# GPS Problem with CM7



## J0HNQ229 (Jul 12, 2011)

I apologize beforehand if this has been mentioned before, but does anyone know a fix for the GPS with CM7?

Latitude seems to work fine, but Facebook and FourSquare will not work no matter what I've tried.

Thanks for any help.


----------



## jonwgee (Jun 6, 2011)

Are you running the latest nightly , or the original release?


----------



## J0HNQ229 (Jul 12, 2011)

jonwgee said:


> Are you running the latest nightly , or the original release?


The original.

I know enough to get by, but I'm not 100% comfortable with the nightlies so I haven't attempted it.


----------



## bretth18 (Jun 13, 2011)

J0HNQ229 said:


> I apologize beforehand if this has been mentioned before, but does anyone know a fix for the GPS with CM7?
> 
> Latitude seems to work fine, but Facebook and FourSquare will not work no matter what I've tried.
> 
> Thanks for any help.


uh, this has been fixed for a while, update your nightly


----------



## pizzlewizzle (Jun 13, 2011)

goto rom manager and press flash clockwork mod to get the newest version....download the newest nightly from http://cm-nightlies.appspot.com/?device=cdma_shadow and place on root of sd card.... reboot into recovery and go to advanced and wipe dalvik cache(you can full wipe if you want to start from scratch) then install from zip the newest nightly then flash gapps and the all in one cam/camcoreder/torch/1%.zip and you should be good to go


----------



## SyNiK4L (Jun 7, 2011)

J0HNQ229 said:


> The original.
> 
> I know enough to get by, but I'm not 100% comfortable with the nightlies so I haven't attempted it.

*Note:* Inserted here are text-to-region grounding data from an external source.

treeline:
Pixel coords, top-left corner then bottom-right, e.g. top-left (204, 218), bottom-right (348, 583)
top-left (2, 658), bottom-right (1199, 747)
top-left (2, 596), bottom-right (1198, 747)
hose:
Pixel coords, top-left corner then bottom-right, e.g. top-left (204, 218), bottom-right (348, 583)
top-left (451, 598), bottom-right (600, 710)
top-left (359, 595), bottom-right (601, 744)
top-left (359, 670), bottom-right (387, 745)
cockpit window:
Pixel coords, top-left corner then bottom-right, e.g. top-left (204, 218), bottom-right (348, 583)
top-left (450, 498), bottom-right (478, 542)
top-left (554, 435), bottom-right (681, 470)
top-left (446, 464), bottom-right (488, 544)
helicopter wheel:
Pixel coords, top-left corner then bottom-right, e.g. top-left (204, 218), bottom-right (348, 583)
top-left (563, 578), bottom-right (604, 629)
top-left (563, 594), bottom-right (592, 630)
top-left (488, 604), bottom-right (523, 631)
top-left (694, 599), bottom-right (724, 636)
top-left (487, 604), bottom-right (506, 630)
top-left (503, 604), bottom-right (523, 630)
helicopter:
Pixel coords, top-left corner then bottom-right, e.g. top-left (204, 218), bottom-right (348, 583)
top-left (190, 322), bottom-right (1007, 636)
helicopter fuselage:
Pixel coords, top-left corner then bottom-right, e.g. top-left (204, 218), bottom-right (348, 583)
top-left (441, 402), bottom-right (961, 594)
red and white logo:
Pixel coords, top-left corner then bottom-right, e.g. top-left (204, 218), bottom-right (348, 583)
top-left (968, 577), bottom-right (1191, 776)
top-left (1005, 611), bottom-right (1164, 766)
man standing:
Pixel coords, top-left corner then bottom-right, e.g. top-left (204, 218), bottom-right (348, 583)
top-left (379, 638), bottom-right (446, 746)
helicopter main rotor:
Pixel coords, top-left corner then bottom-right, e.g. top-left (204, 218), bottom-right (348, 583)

 no reason to be scared of nightlies. they only build if they work correctly...and they fix alot of features over time. I update every night. but like pizzle said...update to the newest nightly and then flash the cam/camcorder/Torch/1% fix and cm7 will be perfect for u :-D


----------



## J0HNQ229 (Jul 12, 2011)

I did the nightly last night before I went to bed and it did fix itself ... Everything works perfect now, haha


----------



## J0HNQ229 (Jul 12, 2011)

http://rootzwiki.com/showthread.php?1073-Camera-Camcorder-Torch-Fix-for-CM4DX

Is this one what I need? This is my first time using CM and I just wanted to make sure since it says CM4DX, but I am using CM7.

Just verifying before I make a possible mistake.


----------



## Sonicmax2k2 (Jun 19, 2011)

CM4DX is just our name for CM7 on the Droid X. If you have a Droid X and you're running CM7, this is for you


----------



## J0HNQ229 (Jul 12, 2011)

Sonicmax2k2 said:


> CM4DX is just our name for CM7 on the Droid X. If you have a Droid X and you're running CM7, this is for you


Awesome, thanks.


----------



## SyNiK4L (Jun 7, 2011)

u really should be using this one http://rootzwiki.com/showthread.php?1347-All-In-One-Fix-Zip-for-CM4DX. The one u posted is just the cam/camcorder/torch fix. this one has 1% increments too. Although the one u posted will work fine. if u dont want the 1% battery increments


----------